Air-cargo has seen an overall increase in use during the pandemic as essential goods are transported across the world. Some passenger planes, not in use by the public at this time, have been able to be retrofitted to carry even more cargo inside the cabin. These planes were able to ship lighter-weight items – including masks and other personal protective equipment – in the passenger cabin by removing the seats and securing the boxes with nets. When the FDA approves vaccines for distribution, the air-cargo industry will play a critical role in getting vaccines where they need to be.
Long-Term Effects of COVID-19 on the Transportation Industry
COVID-19 has changed the way the transportation industry is viewed, as well as how it is utilized. Following a successful vaccine and lifts of all travel restrictions, a long-term shift in mobility patterns might emerge. There may be an increase in private vehicle, scooter, motorcycle, and bicycle sales to avoid public transportation or shared methods of transportation. Rideshare services may not be used as frequently. As many workers continue to work from home, there will be a net decrease in travel from the workplace to home and vice-versa. Tourism may decrease, especially trips planned by planes.
The transportation industry will need to adjust and plan for these potential long-term shifts while continuing to maintain its network that is moving essential freight and providing worker travel. Maintaining enough capacity to ensure that workers can practice social distancing will be key to transitioning to a long-term plan. Companies will also need to plan for the availability of key workers to ensure that there is always a person on staff with the critical skills and training needed to keep networks operational. This may mean creating a new skill set based training program for key roles in the organization.
Executives and board members will need to remain aware of changes occurring throughout the pandemic. There are many key questions they should be asking that can help keep their business on track, including:
- How can we work with the government and our stakeholders to safeguard the long-term financial viability of our transportation network?

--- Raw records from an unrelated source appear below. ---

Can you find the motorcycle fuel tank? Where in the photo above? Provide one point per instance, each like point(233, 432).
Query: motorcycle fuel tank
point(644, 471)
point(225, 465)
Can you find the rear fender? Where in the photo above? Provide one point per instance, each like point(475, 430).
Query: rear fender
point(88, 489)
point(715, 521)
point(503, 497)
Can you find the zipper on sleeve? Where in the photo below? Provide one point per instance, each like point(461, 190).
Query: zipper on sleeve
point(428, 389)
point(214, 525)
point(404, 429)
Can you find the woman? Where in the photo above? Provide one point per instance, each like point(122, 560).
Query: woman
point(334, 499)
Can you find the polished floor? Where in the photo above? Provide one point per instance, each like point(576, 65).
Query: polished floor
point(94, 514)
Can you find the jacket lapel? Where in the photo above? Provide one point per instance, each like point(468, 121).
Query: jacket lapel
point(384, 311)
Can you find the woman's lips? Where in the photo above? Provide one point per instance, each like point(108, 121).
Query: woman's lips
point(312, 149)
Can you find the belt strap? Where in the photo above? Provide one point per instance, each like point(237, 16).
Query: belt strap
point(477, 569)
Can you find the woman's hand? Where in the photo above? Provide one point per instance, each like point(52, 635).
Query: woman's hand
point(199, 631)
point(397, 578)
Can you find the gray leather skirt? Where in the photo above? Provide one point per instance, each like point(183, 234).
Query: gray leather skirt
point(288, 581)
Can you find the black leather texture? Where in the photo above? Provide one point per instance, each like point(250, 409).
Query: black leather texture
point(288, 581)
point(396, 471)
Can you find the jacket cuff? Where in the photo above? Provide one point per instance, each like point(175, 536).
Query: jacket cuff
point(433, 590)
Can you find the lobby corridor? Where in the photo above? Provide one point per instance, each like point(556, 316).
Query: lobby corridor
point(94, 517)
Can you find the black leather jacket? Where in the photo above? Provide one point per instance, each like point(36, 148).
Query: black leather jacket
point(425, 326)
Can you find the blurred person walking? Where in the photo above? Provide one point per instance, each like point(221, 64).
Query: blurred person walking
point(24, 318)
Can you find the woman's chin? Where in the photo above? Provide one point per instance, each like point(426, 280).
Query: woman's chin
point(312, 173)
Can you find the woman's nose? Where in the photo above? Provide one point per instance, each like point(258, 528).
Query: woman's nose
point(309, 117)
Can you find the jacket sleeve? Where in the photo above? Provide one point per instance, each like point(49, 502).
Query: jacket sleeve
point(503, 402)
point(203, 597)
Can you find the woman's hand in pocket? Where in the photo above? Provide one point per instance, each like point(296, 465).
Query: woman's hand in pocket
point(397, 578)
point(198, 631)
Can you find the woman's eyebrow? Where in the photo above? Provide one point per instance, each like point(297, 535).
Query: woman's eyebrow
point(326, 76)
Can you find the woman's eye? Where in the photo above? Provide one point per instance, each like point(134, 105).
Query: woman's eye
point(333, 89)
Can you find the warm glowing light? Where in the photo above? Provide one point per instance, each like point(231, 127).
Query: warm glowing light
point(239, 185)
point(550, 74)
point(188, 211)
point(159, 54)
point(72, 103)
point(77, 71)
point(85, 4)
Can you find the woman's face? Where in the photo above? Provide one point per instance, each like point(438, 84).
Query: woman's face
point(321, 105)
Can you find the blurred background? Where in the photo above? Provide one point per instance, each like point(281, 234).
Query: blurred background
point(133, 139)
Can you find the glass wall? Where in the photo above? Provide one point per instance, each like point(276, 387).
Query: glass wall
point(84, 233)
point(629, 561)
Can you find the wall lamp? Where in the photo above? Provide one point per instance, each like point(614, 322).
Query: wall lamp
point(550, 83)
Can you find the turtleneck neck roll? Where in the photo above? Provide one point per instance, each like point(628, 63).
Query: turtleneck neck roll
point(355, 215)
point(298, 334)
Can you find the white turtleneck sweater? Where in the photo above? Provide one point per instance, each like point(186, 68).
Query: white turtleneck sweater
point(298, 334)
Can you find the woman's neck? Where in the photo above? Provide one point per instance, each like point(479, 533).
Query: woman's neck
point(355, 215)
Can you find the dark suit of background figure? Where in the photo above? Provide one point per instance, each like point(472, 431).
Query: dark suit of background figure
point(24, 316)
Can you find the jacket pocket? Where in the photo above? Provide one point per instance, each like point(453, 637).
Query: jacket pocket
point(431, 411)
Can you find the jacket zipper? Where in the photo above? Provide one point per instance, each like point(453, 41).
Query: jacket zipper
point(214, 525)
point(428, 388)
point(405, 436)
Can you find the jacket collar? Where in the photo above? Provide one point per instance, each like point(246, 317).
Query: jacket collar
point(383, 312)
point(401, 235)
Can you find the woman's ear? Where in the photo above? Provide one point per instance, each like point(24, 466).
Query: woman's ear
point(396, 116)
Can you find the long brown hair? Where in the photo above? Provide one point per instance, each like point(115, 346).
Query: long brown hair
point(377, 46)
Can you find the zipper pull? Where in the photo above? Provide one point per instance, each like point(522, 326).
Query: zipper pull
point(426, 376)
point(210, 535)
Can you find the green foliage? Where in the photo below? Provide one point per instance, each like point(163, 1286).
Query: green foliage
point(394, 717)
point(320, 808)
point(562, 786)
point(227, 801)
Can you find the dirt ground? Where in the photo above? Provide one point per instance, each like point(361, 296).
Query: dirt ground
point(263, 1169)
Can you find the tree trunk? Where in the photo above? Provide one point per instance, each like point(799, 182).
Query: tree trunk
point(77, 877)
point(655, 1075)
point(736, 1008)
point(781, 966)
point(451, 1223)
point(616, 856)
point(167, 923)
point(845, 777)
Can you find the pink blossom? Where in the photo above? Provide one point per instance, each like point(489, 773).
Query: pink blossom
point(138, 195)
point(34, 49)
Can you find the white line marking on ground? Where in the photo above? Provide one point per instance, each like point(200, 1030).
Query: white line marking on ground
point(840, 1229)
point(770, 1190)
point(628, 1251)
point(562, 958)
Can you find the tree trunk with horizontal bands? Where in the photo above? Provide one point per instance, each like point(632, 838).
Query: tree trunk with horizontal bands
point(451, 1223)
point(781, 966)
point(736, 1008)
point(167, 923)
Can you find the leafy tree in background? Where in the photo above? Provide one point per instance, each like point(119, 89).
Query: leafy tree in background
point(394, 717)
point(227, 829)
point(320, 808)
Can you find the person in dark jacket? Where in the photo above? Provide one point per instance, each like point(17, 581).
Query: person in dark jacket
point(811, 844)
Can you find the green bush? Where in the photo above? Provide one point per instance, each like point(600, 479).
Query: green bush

- How do we protect our essential workers to ensure they are available to work and keep the network up and running?
- Is the company’s supply chain exposed to COVID-19 risk? Where does this risk come from and what effects will it have on operations?
- Do we need to reorganize capital investments as a result of the unexpected decrease in revenue and potentially make permanent changes to the use of our transportation network?
- Are there ways to make the company more cost-efficient?
What Are the Next Steps?
Employees and stakeholders will look to company leadership for a response to the COVID-19 pandemic. The fate of each company will be defined by the responses it takes to the changes happening in the transportation industry. Can the company recover from financial losses and thrive?
Some important steps for staying afloat during this crisis include:
- Determining the cost and revenue implications of consistently decreased ridership;
- Maintaining core assets;
- Prioritizing protecting essential personnel with appropriate protective equipment and training
- Building a larger pool of available workers for mission-critical roles;
- Engaging with government officials and leadership to remain in compliance with all regulations, restrictions, and safety measures; and
- Creating a contingency plan that includes a potential rapid surge in demand – the return to normal travel again.
The coronavirus has impacted all forms of travel in some way this year. Staying aware of rapid changes in travel restrictions, monitoring changes in traveler behavior, and ensuring supply chains remain as functional as possible will be essential to navigating through this time.